Users that are members of the dedicated-admins group, and thus have been granted
the dedicated-admin role, have edit
access to the dedicated-admin project. This
allows these users to manage the service accounts in this project and create new
ones as needed.
To get a list of existing service accounts in the current project, run:
$ oc get sa NAME SECRETS AGE builder 2 2d default 2 2d deployer 2 2d
To create a new service account, run:
$ oc create sa <service-account-name>
As soon as a service account is created, two secrets are automatically added to it:
an API token
credentials for the OpenShift Container Registry
These can be seen by describing the service account:
$ oc describe sa <service-account-name>
The system ensures that service accounts always have an API token and registry credentials.
The generated API token and registry credentials do not expire, but they can be revoked by deleting the secret. When the secret is deleted, a new one is automatically generated to take its place.
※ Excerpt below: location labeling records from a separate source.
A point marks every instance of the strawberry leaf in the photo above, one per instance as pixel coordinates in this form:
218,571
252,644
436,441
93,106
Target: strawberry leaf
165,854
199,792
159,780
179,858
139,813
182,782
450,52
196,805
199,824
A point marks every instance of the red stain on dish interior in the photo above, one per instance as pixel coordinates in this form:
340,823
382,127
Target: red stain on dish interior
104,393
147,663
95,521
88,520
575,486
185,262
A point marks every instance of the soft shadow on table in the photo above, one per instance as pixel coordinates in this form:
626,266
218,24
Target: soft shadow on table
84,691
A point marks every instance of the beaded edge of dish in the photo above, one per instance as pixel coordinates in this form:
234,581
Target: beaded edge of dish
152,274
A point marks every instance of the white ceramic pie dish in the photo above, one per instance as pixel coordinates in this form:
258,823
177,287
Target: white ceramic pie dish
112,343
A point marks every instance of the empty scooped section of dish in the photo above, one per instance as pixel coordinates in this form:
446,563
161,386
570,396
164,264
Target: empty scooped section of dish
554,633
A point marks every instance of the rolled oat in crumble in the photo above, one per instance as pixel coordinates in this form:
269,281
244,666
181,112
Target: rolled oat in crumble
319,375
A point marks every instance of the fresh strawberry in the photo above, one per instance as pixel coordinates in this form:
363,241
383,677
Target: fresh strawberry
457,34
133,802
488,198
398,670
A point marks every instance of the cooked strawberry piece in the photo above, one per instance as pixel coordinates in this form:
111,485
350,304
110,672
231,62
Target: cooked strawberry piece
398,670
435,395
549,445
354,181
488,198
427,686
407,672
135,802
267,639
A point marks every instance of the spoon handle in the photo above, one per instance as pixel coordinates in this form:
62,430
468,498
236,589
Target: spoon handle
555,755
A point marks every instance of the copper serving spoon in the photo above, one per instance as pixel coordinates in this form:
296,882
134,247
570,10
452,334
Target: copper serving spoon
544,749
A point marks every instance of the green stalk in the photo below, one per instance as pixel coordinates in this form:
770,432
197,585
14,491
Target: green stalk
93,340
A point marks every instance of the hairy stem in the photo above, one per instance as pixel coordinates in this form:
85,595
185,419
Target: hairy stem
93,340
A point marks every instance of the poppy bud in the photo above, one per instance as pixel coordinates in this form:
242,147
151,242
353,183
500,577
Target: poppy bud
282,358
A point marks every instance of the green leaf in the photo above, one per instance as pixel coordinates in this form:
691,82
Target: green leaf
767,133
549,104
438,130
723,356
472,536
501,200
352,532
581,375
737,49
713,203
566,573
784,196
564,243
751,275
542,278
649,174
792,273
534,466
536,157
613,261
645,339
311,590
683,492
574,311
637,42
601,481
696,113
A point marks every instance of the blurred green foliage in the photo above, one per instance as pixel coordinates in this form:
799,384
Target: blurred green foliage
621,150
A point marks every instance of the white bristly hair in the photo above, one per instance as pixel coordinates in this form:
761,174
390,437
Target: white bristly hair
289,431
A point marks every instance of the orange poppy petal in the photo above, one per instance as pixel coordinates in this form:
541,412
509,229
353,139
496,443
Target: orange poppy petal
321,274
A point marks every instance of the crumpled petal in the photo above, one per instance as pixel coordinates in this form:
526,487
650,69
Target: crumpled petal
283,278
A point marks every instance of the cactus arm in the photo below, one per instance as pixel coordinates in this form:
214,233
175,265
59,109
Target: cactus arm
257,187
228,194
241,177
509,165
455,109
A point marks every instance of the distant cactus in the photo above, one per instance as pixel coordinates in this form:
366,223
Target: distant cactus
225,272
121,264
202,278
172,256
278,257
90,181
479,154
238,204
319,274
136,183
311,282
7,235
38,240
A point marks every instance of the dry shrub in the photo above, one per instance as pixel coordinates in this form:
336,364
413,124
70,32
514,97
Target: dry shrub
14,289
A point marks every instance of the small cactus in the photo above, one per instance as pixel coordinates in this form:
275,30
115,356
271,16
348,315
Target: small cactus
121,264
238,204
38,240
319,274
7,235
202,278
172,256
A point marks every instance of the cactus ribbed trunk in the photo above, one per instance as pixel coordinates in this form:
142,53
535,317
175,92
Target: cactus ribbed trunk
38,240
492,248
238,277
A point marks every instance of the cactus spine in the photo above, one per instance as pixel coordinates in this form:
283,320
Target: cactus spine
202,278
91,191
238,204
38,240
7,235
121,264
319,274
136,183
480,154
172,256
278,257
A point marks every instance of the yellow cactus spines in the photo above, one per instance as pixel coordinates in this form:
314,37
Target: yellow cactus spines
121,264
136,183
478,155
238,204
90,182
As an administrator, you are able to view, create, and modify quotas and limit ranges on other projects. This allows you to better constrain how compute resources and objects are consumed by users across the cluster.
OpenShift Dedicated administrators can install Operators from OperatorHub. This makes the Operator available to all developers on your cluster to create Custom Resources and applications using that Operator.
Administrators can only install Operators to the default openshift-operators
namespace, except for the Cluster Logging Operator, which requires the openshift-logging
namespace.
OLM supports only the official Operator sources, including certified
,community
, and redhat
, for Operators to be installed using OperatorHub.